The bankruptcy filing on Monday comes after the company shuttered 155 of its U.S. locations last month. The Melville, N.Y., company still has about 800 locations globally, half of those in North America.
The pizza chain isn't alone in hurting from the decline in traffic at shopping malls. Earlier this year, the owner of Hot Dot on a Stick also filed for bankruptcy protection, citing the negative impact from the trend.
Sbarro is working to balance out its portfolio of mall-based stores with a new concept called "Pizza Cucinova" that lets people build their own pizzas, company spokesman Jonathan Dedmon said in an email.
Sbarro is also trying to update its image for serving re-heated pizza at a time when people are increasingly reaching for foods they feel are fresh and wholesome. Dedmon said the chain has been "emphasizing freshness and quality" of its pizza.

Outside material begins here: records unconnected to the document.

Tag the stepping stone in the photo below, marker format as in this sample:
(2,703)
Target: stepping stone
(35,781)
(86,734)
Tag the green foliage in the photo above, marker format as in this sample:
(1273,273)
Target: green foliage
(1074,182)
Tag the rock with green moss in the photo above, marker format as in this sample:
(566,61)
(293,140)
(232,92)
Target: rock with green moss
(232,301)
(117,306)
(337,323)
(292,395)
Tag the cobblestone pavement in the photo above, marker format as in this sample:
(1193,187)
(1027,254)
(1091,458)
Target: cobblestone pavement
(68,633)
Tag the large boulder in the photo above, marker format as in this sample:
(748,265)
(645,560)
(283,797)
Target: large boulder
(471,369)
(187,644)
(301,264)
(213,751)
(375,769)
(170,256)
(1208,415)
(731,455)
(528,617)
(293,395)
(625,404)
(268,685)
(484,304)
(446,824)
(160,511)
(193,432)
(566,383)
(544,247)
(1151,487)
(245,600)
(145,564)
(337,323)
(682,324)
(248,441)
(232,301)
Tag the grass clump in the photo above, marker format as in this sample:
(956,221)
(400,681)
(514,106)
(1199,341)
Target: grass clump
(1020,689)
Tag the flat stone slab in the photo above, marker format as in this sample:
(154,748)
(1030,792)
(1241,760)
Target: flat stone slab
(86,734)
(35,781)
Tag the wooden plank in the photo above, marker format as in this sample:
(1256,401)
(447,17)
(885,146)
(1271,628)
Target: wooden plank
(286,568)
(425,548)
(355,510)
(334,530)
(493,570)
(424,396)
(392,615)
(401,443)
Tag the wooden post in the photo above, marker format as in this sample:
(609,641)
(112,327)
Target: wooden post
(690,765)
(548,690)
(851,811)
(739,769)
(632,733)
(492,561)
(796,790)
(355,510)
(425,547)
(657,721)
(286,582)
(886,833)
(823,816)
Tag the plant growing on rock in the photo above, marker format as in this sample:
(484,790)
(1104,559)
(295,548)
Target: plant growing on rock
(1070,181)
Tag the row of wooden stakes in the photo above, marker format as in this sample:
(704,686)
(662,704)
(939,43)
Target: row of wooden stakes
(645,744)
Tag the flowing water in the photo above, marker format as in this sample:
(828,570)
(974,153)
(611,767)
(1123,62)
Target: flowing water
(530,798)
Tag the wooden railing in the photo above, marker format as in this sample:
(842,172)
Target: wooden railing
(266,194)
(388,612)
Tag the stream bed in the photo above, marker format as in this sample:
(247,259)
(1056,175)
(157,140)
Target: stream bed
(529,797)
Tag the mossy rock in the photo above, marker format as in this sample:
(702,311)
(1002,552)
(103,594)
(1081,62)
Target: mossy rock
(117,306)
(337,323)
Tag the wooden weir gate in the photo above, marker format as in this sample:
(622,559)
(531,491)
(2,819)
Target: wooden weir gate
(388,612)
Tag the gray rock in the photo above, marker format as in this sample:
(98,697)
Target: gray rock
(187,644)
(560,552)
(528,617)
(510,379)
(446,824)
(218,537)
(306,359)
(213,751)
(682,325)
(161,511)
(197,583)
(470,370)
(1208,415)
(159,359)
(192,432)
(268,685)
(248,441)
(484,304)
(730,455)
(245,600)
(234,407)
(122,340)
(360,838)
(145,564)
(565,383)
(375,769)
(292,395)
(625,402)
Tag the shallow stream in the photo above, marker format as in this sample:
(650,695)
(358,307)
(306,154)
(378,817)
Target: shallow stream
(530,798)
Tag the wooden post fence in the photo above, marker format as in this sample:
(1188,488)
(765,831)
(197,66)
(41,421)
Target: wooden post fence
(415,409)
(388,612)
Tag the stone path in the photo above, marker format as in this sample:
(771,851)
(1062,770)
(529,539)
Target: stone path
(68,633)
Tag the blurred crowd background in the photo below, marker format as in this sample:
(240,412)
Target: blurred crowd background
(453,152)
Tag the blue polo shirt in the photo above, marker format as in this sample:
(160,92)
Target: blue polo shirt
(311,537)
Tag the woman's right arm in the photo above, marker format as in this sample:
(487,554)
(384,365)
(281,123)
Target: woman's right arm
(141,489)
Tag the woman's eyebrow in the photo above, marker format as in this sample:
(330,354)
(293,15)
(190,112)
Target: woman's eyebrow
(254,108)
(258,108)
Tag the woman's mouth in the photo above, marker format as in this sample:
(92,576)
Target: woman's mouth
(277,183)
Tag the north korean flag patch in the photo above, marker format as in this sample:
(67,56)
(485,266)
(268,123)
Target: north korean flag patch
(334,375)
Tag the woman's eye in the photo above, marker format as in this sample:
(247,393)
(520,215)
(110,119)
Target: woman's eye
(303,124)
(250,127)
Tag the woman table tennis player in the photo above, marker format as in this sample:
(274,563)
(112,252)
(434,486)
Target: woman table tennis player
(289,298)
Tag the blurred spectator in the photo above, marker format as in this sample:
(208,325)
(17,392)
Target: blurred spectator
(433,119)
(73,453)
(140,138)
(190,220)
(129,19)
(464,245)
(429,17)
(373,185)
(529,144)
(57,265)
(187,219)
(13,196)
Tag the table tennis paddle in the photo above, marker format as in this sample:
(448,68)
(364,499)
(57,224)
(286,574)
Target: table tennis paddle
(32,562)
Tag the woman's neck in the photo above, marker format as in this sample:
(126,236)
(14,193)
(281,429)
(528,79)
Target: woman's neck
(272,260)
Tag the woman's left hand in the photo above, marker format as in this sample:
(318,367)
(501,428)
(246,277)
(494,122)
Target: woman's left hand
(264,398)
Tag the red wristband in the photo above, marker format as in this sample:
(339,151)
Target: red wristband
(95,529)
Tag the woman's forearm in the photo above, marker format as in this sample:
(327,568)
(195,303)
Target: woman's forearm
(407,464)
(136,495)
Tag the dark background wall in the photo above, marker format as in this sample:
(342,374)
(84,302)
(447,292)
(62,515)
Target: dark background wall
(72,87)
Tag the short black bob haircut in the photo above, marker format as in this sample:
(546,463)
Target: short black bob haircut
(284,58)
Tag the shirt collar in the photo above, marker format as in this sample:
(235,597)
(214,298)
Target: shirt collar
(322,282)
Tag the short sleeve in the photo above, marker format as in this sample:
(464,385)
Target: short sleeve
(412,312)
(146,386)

Sbarro first filed for bankruptcy protection in April 2011 and emerged a few months later, saying that it significantly cut its debt and received a capital infusion. A new CEO then led a push to revitalize the chain's image by touting new recipes and ovens. But the efforts apparently didn't take hold.
The company says its latest strategy of store closings and balance sheet restructuring will slash debt by more than 80 percent and improve its profitability. It said its filing is designed to "allow for a quick exit from bankruptcy" as it executes a broader plan developed by the new management team.